E se apostassem nas campanhas de educação não haveria melhores resultados? As televisões podiam, e deviam, dar uma grande ajuda, e de forma simples: se as câmaras, em reportagem, em vez de focarem a cara dos "opinadores", focassem o chão que eles pisam, talvez resultasse.

sábado, 29 de agosto de 2020

(a)Normalmente

Numa manhã de muito vento e após ter terminado o livro de Teresa Veiga chegado esta semana (Cidade Infecta), dou por mim a escrever umas notas no telemóvel, em vez do lápis Viarco que habitualmente utilizo.

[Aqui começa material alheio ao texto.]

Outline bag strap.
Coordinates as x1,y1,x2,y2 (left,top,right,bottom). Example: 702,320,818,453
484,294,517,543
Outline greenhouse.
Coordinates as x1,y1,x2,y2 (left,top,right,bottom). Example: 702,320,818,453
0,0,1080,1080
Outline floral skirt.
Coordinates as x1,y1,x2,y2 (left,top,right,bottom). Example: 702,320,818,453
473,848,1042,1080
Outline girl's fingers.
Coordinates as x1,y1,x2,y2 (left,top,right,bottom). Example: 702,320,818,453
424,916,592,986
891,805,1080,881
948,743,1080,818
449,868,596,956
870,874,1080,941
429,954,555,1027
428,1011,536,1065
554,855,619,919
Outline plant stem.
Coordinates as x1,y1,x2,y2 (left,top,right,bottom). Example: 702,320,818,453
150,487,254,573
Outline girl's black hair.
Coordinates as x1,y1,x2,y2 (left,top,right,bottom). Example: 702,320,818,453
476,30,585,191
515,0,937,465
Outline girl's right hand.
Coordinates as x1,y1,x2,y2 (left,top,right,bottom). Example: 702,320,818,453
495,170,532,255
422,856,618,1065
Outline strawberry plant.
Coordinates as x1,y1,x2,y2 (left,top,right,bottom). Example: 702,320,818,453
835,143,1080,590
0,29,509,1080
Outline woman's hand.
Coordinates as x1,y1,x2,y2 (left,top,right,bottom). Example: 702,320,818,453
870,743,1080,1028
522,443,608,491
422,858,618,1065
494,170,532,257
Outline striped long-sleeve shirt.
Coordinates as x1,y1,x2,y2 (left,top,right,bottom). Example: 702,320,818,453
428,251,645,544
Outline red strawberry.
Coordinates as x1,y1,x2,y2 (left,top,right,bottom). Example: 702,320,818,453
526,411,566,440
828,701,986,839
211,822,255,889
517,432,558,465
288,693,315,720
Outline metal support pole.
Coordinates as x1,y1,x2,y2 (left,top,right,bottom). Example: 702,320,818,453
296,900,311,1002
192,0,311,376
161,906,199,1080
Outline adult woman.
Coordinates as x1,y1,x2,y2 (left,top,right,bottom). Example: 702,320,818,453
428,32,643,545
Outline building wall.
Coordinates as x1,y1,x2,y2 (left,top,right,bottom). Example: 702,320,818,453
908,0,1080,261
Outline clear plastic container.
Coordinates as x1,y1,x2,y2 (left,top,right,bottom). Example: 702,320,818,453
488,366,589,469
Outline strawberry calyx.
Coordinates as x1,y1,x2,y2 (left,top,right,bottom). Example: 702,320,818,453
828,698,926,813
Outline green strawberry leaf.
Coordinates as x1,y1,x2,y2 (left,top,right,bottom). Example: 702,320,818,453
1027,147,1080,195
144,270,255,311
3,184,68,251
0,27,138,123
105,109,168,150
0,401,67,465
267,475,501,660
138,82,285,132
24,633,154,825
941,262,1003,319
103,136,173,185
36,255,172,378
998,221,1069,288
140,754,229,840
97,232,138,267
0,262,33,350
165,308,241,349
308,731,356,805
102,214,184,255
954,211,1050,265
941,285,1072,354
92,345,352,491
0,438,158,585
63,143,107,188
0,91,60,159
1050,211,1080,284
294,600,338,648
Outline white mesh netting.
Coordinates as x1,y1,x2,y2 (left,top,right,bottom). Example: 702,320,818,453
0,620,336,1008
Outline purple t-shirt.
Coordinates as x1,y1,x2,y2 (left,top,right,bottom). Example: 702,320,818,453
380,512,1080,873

O passeio à beira oceano com regresso pelo lado da lagoa a isso levou.

O "novo normal", como lhe chamam os grandes opinativos, talvez seja responsável por esta alteração de hábito ou, para parecer muito "avant la lettre", a utilização integral das novas tecnologias e a dispensa do que me acompanhou sempre. 

Na volta pela lagoa, mais abrigada da nortada e com bastantes veraneantes, dou por mim a olhar e a estranhar um grande grupo, "acampado" na areia e a regalar-se com o sol. Que grande ajuntamento! São da mesma família, para estarem assim tão juntinhos? Já tudo se estranha. Será a nova rotina? O comportamento dos outros, tão banal, já me parece esquisito? E os outros, acanham-se quando eu passo sem a distância determinada ou sem a máscara protectora? A recriminação dos comportamentos vai passar a regra? Deixaremos de tolerar as diferenças e a liberdade de cada um? Atingiremos a desfaçatez de passarmos a polícias cívicos uns dos outros? Regularemos tanto que as baias nos sufocarão? Tenho esperança que o bom senso prevaleça, que nos respeitemos dentro das diferenças, sem pensar que só o outro pode ter a "lepra" que não queremos para nós.

Nestas alturas, a memória rebusca e traz sempre ao de cima a frase do polícia cioso das suas obrigações, confrontando um grupo de jovens, no qual eu me incluía, e que tinha ido fazer uma visita nocturna a Peniche, aí pelos inícios da década de 70 do século passado, bem antes de a liberdade passar por aqui.

"São proibidos os grupos agrupados e mais que dois a andar parados".